Geladene Stimmung bei Erste Bank-Treffen:
Aktionär bewaffnet bei Hauptversammlung
- Mit Anzug, Krawatte & Schießeisen im Austria Center
- Waffenträger verteidigt sich: "Pistole ist immer mit"
Hektische Minuten gab es unmittelbar vor Beginn der Jahreshauptversammlung der börsenotierten Erste Bank im Austria Center Vienna. Einem Kleinaktionär in Anzug und Krawatte wurde an den Sicherheitsschleusen eine geladene und entsicherte Pistole abgenommen.

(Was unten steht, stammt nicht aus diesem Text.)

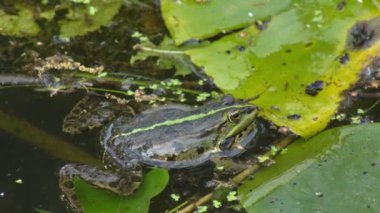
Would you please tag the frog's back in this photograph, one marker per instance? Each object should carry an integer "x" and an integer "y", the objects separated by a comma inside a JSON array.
[{"x": 167, "y": 136}]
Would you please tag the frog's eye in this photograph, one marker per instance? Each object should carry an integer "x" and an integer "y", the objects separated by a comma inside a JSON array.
[{"x": 234, "y": 116}]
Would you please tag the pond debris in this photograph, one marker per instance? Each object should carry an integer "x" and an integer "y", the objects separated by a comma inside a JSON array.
[
  {"x": 63, "y": 62},
  {"x": 363, "y": 34},
  {"x": 314, "y": 88}
]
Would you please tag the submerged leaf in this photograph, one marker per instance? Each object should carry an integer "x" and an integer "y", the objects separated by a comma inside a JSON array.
[
  {"x": 333, "y": 171},
  {"x": 96, "y": 200}
]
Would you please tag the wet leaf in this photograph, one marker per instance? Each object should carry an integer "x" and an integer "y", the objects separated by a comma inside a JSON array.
[
  {"x": 188, "y": 19},
  {"x": 97, "y": 200},
  {"x": 335, "y": 170}
]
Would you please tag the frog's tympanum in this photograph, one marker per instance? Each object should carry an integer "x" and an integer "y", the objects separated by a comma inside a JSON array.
[{"x": 172, "y": 136}]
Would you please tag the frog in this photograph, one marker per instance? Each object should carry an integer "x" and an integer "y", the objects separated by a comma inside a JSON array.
[{"x": 172, "y": 136}]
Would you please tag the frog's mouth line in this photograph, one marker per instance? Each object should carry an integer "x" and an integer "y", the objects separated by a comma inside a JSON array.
[{"x": 242, "y": 139}]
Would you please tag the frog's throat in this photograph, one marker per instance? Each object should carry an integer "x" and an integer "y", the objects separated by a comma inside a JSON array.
[{"x": 180, "y": 120}]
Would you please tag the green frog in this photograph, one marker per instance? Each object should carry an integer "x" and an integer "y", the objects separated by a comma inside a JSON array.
[{"x": 173, "y": 136}]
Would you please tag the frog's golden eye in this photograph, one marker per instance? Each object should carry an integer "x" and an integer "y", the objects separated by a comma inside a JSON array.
[{"x": 234, "y": 116}]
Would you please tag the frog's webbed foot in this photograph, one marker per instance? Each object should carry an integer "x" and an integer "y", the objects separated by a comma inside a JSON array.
[{"x": 124, "y": 184}]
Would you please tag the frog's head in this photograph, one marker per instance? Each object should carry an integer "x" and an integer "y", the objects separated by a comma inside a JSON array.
[{"x": 239, "y": 127}]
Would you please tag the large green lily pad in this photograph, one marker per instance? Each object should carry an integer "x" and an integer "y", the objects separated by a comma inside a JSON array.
[
  {"x": 189, "y": 19},
  {"x": 305, "y": 42},
  {"x": 84, "y": 18},
  {"x": 334, "y": 171}
]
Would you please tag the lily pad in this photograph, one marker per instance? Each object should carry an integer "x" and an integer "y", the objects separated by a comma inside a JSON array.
[
  {"x": 334, "y": 171},
  {"x": 189, "y": 19},
  {"x": 300, "y": 63},
  {"x": 97, "y": 200},
  {"x": 84, "y": 18}
]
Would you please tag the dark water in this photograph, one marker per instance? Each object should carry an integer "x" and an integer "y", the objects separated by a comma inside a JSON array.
[{"x": 20, "y": 160}]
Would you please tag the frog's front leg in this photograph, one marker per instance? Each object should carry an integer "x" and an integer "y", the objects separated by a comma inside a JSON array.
[{"x": 122, "y": 184}]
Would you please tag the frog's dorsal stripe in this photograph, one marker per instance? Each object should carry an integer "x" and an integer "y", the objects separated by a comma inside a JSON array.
[{"x": 180, "y": 120}]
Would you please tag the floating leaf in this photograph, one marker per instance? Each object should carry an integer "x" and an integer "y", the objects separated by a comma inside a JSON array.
[
  {"x": 97, "y": 200},
  {"x": 187, "y": 19},
  {"x": 300, "y": 63},
  {"x": 333, "y": 171}
]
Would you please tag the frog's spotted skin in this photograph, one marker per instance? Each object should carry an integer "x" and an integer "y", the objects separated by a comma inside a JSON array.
[
  {"x": 172, "y": 136},
  {"x": 122, "y": 184}
]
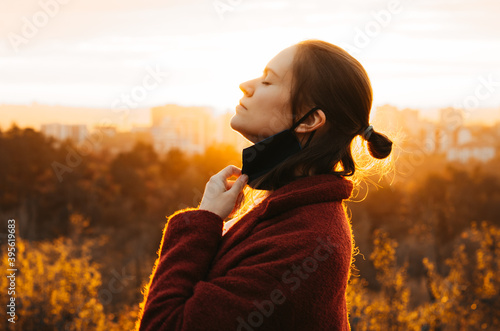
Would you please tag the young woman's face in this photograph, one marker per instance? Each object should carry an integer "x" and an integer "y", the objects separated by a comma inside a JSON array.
[{"x": 265, "y": 109}]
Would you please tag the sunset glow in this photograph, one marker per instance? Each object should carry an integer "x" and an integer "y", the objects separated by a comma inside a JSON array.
[{"x": 419, "y": 54}]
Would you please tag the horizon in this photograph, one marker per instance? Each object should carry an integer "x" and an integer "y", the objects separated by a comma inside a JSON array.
[
  {"x": 420, "y": 55},
  {"x": 142, "y": 117}
]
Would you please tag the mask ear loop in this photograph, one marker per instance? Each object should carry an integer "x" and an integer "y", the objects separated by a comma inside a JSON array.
[{"x": 303, "y": 118}]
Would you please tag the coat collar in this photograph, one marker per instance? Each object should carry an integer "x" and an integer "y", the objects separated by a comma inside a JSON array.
[{"x": 303, "y": 191}]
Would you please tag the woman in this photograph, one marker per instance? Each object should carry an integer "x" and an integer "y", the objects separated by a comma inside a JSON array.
[{"x": 284, "y": 265}]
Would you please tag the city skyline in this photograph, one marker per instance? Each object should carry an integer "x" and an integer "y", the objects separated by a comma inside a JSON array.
[
  {"x": 26, "y": 115},
  {"x": 421, "y": 55}
]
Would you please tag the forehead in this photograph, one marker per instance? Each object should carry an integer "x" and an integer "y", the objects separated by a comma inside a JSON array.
[{"x": 281, "y": 64}]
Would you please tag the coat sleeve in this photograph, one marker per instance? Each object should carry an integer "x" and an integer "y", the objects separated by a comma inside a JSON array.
[{"x": 247, "y": 297}]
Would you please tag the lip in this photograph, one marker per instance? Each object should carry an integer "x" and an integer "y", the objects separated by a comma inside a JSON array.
[{"x": 242, "y": 105}]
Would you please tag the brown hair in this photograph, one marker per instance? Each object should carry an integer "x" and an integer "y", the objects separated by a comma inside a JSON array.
[{"x": 326, "y": 76}]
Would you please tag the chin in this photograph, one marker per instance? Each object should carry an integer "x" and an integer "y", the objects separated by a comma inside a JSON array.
[{"x": 238, "y": 125}]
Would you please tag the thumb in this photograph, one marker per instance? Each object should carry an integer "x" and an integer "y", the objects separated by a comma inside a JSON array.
[{"x": 239, "y": 184}]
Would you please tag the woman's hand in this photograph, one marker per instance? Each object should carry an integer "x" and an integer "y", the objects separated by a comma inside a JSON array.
[{"x": 221, "y": 196}]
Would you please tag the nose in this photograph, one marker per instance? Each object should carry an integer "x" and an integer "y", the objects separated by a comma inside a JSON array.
[{"x": 247, "y": 88}]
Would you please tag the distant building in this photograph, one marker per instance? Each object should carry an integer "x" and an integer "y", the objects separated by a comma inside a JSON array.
[
  {"x": 188, "y": 128},
  {"x": 76, "y": 133},
  {"x": 473, "y": 150}
]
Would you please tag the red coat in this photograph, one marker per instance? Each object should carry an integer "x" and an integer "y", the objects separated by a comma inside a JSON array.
[{"x": 283, "y": 266}]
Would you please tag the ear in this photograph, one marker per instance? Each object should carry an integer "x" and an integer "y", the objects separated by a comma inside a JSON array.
[{"x": 315, "y": 121}]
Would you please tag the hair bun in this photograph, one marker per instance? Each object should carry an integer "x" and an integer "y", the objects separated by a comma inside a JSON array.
[{"x": 379, "y": 145}]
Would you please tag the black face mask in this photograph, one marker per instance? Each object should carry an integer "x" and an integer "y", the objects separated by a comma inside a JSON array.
[{"x": 266, "y": 154}]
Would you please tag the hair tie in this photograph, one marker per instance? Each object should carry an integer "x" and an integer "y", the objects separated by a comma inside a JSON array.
[{"x": 367, "y": 133}]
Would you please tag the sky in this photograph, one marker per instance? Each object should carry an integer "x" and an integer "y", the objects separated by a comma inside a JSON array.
[{"x": 110, "y": 54}]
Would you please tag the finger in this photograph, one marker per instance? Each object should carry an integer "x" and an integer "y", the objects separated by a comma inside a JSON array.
[
  {"x": 239, "y": 184},
  {"x": 228, "y": 171}
]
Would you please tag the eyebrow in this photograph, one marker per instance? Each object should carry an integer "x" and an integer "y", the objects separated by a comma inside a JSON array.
[{"x": 271, "y": 70}]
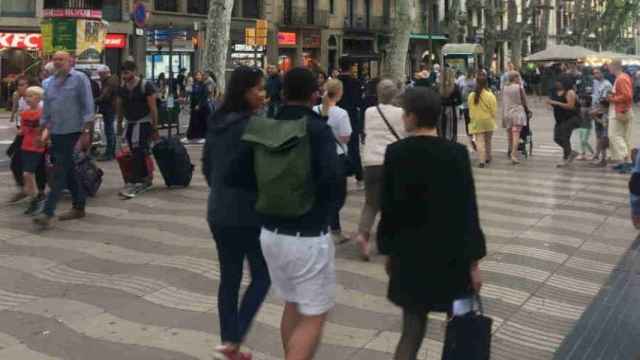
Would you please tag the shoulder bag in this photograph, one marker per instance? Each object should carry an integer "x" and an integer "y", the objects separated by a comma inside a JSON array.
[
  {"x": 468, "y": 336},
  {"x": 391, "y": 129}
]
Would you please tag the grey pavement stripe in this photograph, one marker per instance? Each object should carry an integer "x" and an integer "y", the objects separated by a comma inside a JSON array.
[
  {"x": 574, "y": 285},
  {"x": 171, "y": 297},
  {"x": 9, "y": 300},
  {"x": 12, "y": 348},
  {"x": 530, "y": 337},
  {"x": 554, "y": 183},
  {"x": 553, "y": 307},
  {"x": 515, "y": 270}
]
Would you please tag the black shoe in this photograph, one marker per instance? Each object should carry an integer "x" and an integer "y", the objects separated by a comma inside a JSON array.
[{"x": 34, "y": 204}]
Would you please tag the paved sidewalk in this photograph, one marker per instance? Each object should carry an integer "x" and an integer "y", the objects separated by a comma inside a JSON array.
[{"x": 138, "y": 279}]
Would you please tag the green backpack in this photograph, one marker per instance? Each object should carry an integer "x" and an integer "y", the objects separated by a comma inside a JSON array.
[{"x": 282, "y": 163}]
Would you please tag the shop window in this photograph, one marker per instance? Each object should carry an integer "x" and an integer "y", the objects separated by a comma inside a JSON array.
[
  {"x": 251, "y": 9},
  {"x": 288, "y": 11},
  {"x": 112, "y": 10},
  {"x": 386, "y": 12},
  {"x": 198, "y": 7},
  {"x": 167, "y": 5},
  {"x": 69, "y": 4},
  {"x": 18, "y": 7}
]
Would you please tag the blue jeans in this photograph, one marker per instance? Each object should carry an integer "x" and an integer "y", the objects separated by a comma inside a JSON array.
[
  {"x": 62, "y": 148},
  {"x": 108, "y": 119},
  {"x": 234, "y": 244}
]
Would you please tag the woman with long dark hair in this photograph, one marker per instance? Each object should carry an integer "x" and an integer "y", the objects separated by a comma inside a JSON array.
[
  {"x": 429, "y": 227},
  {"x": 231, "y": 211},
  {"x": 199, "y": 109},
  {"x": 482, "y": 110}
]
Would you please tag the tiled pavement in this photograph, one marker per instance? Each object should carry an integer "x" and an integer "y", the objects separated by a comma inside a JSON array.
[{"x": 138, "y": 279}]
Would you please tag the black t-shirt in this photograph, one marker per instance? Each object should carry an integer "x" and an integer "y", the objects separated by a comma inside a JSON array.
[{"x": 134, "y": 102}]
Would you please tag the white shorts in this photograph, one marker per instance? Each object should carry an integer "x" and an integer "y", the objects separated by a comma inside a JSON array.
[{"x": 302, "y": 270}]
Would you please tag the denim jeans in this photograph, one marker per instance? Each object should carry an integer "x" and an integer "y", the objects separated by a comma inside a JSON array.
[
  {"x": 62, "y": 148},
  {"x": 339, "y": 200},
  {"x": 139, "y": 152},
  {"x": 234, "y": 244},
  {"x": 108, "y": 119}
]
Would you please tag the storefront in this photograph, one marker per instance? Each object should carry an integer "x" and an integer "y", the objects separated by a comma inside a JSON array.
[
  {"x": 361, "y": 50},
  {"x": 299, "y": 47},
  {"x": 19, "y": 54},
  {"x": 161, "y": 59}
]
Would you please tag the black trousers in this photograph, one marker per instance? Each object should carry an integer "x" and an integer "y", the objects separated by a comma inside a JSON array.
[
  {"x": 340, "y": 197},
  {"x": 139, "y": 172},
  {"x": 562, "y": 134},
  {"x": 235, "y": 244}
]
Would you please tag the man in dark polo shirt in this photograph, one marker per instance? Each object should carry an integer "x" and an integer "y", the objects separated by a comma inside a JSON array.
[
  {"x": 299, "y": 250},
  {"x": 137, "y": 103}
]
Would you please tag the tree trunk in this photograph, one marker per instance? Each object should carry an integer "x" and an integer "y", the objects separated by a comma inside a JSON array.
[
  {"x": 218, "y": 32},
  {"x": 544, "y": 33},
  {"x": 490, "y": 36},
  {"x": 396, "y": 58}
]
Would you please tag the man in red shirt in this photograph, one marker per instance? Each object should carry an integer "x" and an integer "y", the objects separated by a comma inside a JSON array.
[{"x": 622, "y": 100}]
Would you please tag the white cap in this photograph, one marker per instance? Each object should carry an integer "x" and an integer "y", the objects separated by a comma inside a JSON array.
[
  {"x": 103, "y": 68},
  {"x": 49, "y": 67}
]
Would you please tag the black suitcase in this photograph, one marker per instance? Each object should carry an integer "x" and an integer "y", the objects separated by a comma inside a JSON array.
[{"x": 173, "y": 161}]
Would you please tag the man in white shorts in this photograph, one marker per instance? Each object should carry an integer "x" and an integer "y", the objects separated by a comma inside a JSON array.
[{"x": 299, "y": 251}]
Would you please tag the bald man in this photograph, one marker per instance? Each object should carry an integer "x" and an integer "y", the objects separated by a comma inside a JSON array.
[{"x": 68, "y": 114}]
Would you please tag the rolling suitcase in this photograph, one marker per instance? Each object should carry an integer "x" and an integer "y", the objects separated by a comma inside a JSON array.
[
  {"x": 174, "y": 162},
  {"x": 125, "y": 162}
]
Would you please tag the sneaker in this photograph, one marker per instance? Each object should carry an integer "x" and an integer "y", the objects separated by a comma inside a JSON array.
[
  {"x": 225, "y": 353},
  {"x": 43, "y": 221},
  {"x": 18, "y": 198},
  {"x": 338, "y": 237},
  {"x": 73, "y": 214},
  {"x": 34, "y": 204},
  {"x": 572, "y": 157}
]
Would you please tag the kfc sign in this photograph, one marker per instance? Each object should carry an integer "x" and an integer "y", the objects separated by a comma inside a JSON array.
[
  {"x": 115, "y": 41},
  {"x": 20, "y": 41}
]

Die Waffe (eine "Walther 635") wurde der Polizei übergeben.
Es war aber nicht das erste Mal, dass ein Aktionär die Erste-HV mit einem Schießeisen in der Tasche besuchen wollte. Voriges Jahr war ebenfalls bei der Jahres-Aktionärsversammlung des Instituts einem - anderen - Teilnehmer von der Security am Aufgang zum Saal ein Revolver abgenommen worden.
Scharfe Sicherheitsvorkehrungen
Erste-Bank-Aufsichtsratschef Heinz Kessler selber hatte die scharfen Sicherheitsvorkehrungen zur heutigen HV verteidigen müssen. Ein Teilnehmer hatte bald nach Beginn in der Debatte heftig kritisiert, dass sogar sein Bleistift und seine Medikamentendose genau untersucht wurden und Aufschluss über den hohen Sicherheitsaufwand verlangt.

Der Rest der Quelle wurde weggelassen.